Figure 6Workflow illustrating the potential role of the RPPA in allocating patients to anti-PD-1/PD-L1 treatment. PD-L1 expression on microdissected tumor cells by RPPA can be used alongside tumor mutational border to identify patients with low PD-L1 expression levels by IHC that may benefit from anti-PD-1/PD-L1 treatment. IHC, immunohistochemistry; PD-L1, programmed cell death ligand 1; RPPA, reverse phase protein microarray.

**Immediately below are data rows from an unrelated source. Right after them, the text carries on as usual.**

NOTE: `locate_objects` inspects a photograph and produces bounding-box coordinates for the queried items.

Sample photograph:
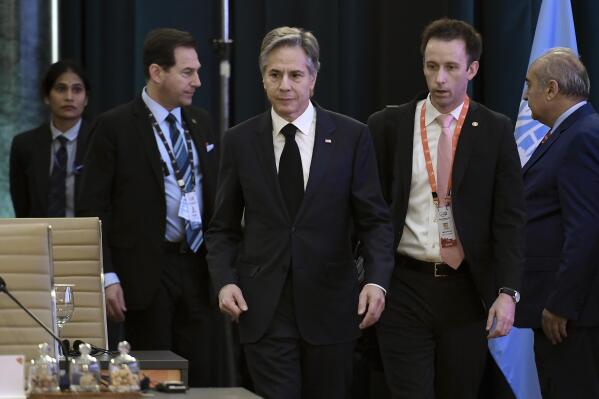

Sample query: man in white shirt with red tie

[368,18,525,399]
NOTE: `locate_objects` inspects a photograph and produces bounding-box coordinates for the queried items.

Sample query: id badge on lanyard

[436,202,458,248]
[420,97,469,250]
[178,192,202,224]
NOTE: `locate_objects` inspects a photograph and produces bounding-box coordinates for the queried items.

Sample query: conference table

[28,389,260,399]
[152,388,261,399]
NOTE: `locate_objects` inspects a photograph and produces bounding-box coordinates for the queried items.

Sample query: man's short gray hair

[533,47,590,99]
[259,26,320,76]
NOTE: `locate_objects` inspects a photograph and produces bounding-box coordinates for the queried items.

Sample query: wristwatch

[498,287,521,304]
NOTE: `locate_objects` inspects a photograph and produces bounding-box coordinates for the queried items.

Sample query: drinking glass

[54,284,75,356]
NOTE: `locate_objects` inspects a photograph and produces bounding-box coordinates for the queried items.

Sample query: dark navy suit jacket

[77,97,219,311]
[517,103,599,328]
[9,120,90,217]
[206,106,394,344]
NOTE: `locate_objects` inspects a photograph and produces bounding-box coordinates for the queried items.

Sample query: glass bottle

[28,342,60,393]
[70,342,101,391]
[109,341,140,392]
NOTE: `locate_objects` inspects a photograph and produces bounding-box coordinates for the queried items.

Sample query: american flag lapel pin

[324,138,332,144]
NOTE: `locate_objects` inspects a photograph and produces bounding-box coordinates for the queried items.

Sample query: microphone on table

[72,339,117,356]
[0,275,71,389]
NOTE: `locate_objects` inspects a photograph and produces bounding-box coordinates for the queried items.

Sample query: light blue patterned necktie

[166,113,203,252]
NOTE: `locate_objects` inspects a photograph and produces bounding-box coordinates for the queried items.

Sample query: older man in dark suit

[518,47,599,398]
[206,26,394,399]
[368,19,525,399]
[77,28,219,387]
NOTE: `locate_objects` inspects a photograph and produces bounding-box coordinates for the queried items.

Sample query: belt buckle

[434,262,448,278]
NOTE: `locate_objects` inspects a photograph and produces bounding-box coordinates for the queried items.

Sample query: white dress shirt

[397,95,464,262]
[271,101,316,189]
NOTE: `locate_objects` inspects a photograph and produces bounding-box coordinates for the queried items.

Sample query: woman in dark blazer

[9,60,91,217]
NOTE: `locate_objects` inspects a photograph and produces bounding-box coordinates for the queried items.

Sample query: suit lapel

[254,112,288,217]
[73,120,90,199]
[33,125,53,213]
[522,103,595,175]
[74,120,89,167]
[183,108,218,217]
[391,102,417,240]
[451,102,480,195]
[521,128,561,175]
[133,98,164,191]
[301,108,335,210]
[182,108,208,177]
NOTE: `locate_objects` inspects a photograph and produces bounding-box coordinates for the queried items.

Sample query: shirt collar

[424,94,464,127]
[271,101,315,137]
[552,100,587,132]
[50,118,82,141]
[142,87,182,126]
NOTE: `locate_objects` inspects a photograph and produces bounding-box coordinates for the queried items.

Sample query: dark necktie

[47,135,68,217]
[278,123,304,220]
[165,113,203,252]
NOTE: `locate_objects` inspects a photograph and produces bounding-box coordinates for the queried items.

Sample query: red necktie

[436,114,464,269]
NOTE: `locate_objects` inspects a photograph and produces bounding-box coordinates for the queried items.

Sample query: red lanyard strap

[419,96,469,202]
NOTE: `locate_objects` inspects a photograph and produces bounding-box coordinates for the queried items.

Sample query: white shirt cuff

[104,272,120,288]
[365,283,386,295]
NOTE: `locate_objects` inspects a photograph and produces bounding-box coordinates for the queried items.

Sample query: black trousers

[534,326,599,399]
[124,248,218,387]
[377,257,487,399]
[243,272,354,399]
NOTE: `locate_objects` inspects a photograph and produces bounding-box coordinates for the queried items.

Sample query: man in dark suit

[517,48,599,398]
[10,60,90,217]
[368,19,525,399]
[206,26,394,399]
[77,28,219,386]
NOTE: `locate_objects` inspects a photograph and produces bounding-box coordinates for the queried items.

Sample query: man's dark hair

[420,18,482,64]
[143,28,197,80]
[41,60,90,98]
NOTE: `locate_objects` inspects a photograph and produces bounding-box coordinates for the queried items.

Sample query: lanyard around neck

[145,106,196,192]
[419,96,469,202]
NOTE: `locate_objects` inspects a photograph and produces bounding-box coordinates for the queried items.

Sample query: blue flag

[491,2,579,399]
[514,0,578,165]
[489,328,541,399]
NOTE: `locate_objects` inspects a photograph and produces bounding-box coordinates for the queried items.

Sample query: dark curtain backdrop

[59,0,220,121]
[232,0,598,124]
[59,0,598,127]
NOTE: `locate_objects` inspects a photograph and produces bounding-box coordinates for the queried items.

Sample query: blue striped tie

[166,113,203,252]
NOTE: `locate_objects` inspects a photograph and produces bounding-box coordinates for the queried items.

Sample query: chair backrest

[0,223,57,359]
[0,218,107,351]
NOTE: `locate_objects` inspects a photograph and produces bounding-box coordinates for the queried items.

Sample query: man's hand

[358,285,386,329]
[218,284,248,322]
[542,308,568,345]
[486,293,515,338]
[105,283,126,322]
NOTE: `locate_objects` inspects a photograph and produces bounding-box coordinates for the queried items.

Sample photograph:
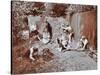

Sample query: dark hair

[45,21,52,39]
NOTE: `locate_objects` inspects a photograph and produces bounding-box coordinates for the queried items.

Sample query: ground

[12,45,97,74]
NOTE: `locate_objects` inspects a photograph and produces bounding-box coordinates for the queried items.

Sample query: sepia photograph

[11,1,97,74]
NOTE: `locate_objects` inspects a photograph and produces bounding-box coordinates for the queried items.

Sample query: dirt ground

[12,43,97,74]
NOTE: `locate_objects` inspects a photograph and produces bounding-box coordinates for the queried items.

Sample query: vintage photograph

[11,1,97,74]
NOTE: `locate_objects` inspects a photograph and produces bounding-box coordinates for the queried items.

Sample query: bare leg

[29,47,35,61]
[68,33,72,43]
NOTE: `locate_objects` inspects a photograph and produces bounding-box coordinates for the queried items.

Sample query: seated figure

[61,24,74,43]
[77,36,89,51]
[37,21,52,44]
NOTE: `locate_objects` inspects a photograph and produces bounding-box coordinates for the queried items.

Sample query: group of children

[28,15,89,61]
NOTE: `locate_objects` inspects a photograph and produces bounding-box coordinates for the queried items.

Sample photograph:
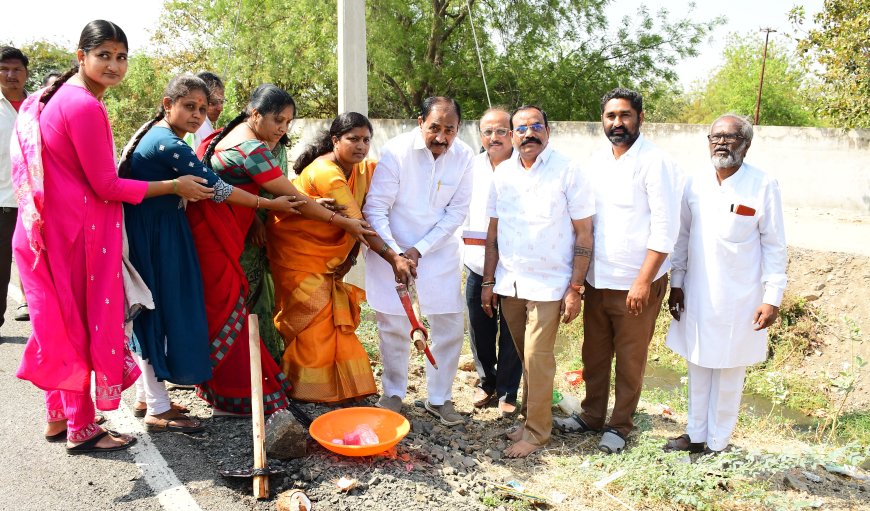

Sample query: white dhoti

[686,361,746,451]
[376,311,465,405]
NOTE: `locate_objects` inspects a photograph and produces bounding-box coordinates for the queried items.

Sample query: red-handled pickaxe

[395,282,438,369]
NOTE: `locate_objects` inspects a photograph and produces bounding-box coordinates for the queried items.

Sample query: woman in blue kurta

[120,74,302,432]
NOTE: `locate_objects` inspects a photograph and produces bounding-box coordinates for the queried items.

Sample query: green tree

[791,1,870,128]
[0,41,74,92]
[682,33,821,126]
[150,0,721,120]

Figure 7Workflow illustrating the use of LCM coupled with RPPA in the diagnostic setting. First, tumor content in surgical samples and core needle biopsies is assessed by a certified pathologist and malignant cells are isolated from the surrounding microenvironment using LCM (A). Isolated cells are then lysed and immobilized onto nitrocellulose coated glass slides using a robotic system. Reference standard spanning the dynamic range of the analyte of interest and a set of internal controls are printed alongside with the clinical samples. Arrays are stained using an antibody-based detection system and absolute intensity values are generated for each sample and control (B). Intensity values of individual samples and controls are then interpolated from the reference standard and compared with a reference population matching the clinical characteristics of the samples (C). Expression levels of the measured analysis in the control samples are used as QA/QC steps to track precision and accuracy of the assay (C). Final results and QA/QC data are reviewed by a certified pathologist or a laboratory director and included in a final report (D). LCM, laser capture microdissection; PD-1, programmed cell death protein 1; PD-L1, programmed cell death ligand 1; RPPA, reverse phase protein microarray.